Wednesday, July 3rd 2019, 6:05 pm
A Green Country group is building life skills while paying respects to veterans who are no longer with us.
With scrub brushes in hand and American flags on their work vests, a team of four is busy at Tulsa's Rose Hill Cemetery making the headstones of veterans and their families look like new again.
“I enjoy it, every minute of it,” said A New Leaf client Kim Lowe. “I like to scrub them extra clean because it gives me a sense of responsibility for what I do.”
Kim Lowe has been part of A New Leaf for a little more than 2 years. It’s a non-profit that helps enhance life skills of those with those developmental disabilities.
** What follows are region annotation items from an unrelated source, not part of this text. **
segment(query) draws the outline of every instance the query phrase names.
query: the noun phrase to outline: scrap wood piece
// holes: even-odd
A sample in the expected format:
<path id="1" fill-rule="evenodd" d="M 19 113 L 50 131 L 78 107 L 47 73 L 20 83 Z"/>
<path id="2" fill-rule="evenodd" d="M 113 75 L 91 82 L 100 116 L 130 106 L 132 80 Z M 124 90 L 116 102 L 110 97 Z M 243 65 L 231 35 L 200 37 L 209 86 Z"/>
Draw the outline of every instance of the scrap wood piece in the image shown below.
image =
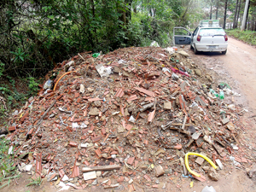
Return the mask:
<path id="1" fill-rule="evenodd" d="M 136 89 L 138 91 L 143 92 L 148 96 L 154 97 L 154 92 L 153 92 L 153 91 L 150 91 L 150 90 L 145 90 L 143 88 L 140 88 L 140 87 L 135 87 L 134 89 Z"/>
<path id="2" fill-rule="evenodd" d="M 119 183 L 116 183 L 116 184 L 111 184 L 111 185 L 105 185 L 104 186 L 104 189 L 112 189 L 112 188 L 118 188 L 119 186 Z"/>
<path id="3" fill-rule="evenodd" d="M 127 99 L 127 102 L 131 102 L 131 101 L 137 100 L 137 95 L 132 95 Z"/>
<path id="4" fill-rule="evenodd" d="M 187 121 L 187 118 L 188 118 L 188 115 L 186 114 L 185 117 L 184 117 L 184 120 L 183 120 L 183 126 L 182 126 L 182 130 L 184 130 L 184 128 L 185 128 L 185 124 L 186 124 L 186 121 Z"/>
<path id="5" fill-rule="evenodd" d="M 154 118 L 155 109 L 148 113 L 148 123 L 151 123 Z"/>
<path id="6" fill-rule="evenodd" d="M 37 125 L 39 125 L 42 123 L 44 118 L 44 117 L 46 116 L 46 114 L 49 112 L 49 110 L 52 108 L 52 107 L 54 107 L 54 105 L 56 103 L 56 102 L 57 102 L 57 100 L 55 100 L 55 101 L 53 102 L 53 103 L 48 108 L 48 109 L 44 112 L 44 113 L 42 115 L 42 117 L 41 117 L 40 119 L 38 120 L 38 123 L 37 124 Z"/>
<path id="7" fill-rule="evenodd" d="M 73 165 L 73 172 L 72 172 L 72 175 L 71 175 L 72 178 L 74 178 L 80 175 L 79 174 L 79 167 L 76 166 L 76 163 L 77 163 L 77 160 L 75 160 L 74 165 Z"/>
<path id="8" fill-rule="evenodd" d="M 103 100 L 103 99 L 100 99 L 100 98 L 90 98 L 90 99 L 88 99 L 88 102 L 92 102 L 102 101 L 102 100 Z"/>
<path id="9" fill-rule="evenodd" d="M 118 89 L 116 94 L 115 94 L 115 97 L 122 97 L 125 95 L 125 92 L 123 90 L 122 88 Z"/>
<path id="10" fill-rule="evenodd" d="M 121 166 L 119 165 L 110 165 L 110 166 L 90 166 L 90 167 L 83 167 L 83 172 L 98 172 L 98 171 L 112 171 L 115 169 L 120 169 Z"/>
<path id="11" fill-rule="evenodd" d="M 183 124 L 172 124 L 171 125 L 172 125 L 172 126 L 182 126 L 183 125 Z M 191 126 L 191 125 L 189 125 L 189 124 L 185 124 L 185 125 L 184 126 Z"/>
<path id="12" fill-rule="evenodd" d="M 170 126 L 169 128 L 170 128 L 170 130 L 178 131 L 181 133 L 184 133 L 184 134 L 187 134 L 187 135 L 190 136 L 190 131 L 185 131 L 185 130 L 182 130 L 182 129 L 178 129 L 178 128 L 172 127 L 172 126 Z"/>
<path id="13" fill-rule="evenodd" d="M 41 172 L 42 172 L 42 153 L 39 154 L 39 157 L 38 155 L 37 155 L 36 158 L 36 173 L 41 175 Z"/>

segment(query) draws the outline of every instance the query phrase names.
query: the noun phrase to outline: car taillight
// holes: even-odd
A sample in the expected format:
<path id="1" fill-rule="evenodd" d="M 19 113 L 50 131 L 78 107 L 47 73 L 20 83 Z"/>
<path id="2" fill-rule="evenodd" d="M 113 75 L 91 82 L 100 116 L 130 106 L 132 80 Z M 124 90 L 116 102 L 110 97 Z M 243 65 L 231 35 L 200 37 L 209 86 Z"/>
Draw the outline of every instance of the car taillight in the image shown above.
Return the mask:
<path id="1" fill-rule="evenodd" d="M 196 40 L 197 40 L 197 41 L 200 41 L 200 40 L 201 40 L 201 35 L 198 35 Z"/>
<path id="2" fill-rule="evenodd" d="M 225 41 L 228 41 L 228 36 L 224 35 Z"/>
“It's given me survival skills, every day life skills,” she said.
“Our whole goal is a pathway to independence and helping our clients to from where they are to the next level,” A New Leaf marketing director Kevin Harper said.
A New Leaf has now teamed up with another non-profit, Shining Honor Project, which works with care-giving organizations to offer patriotic employment opportunities.
“Being able to honor nation's service men and women has such great meaning to them,” said Shining Honor Project Executive Director Erin Wambold.
The workers use the same cleaning materials used at Arlington National Cemetery. Before and after pictures show the transformation. The pictures also show it’s not just a job for the team, it’s an honor.
“Sometimes I pray for them, I may talk to them for a little bit while I'm cleaning them,” Lowe said. “I had an uncle that was in the military, and to me it's just getting to pay respect back to the war veterans and everybody that's fought in the wars.”
Shining Honor Project has cleaned 5,000 veteran headstones in just over two years.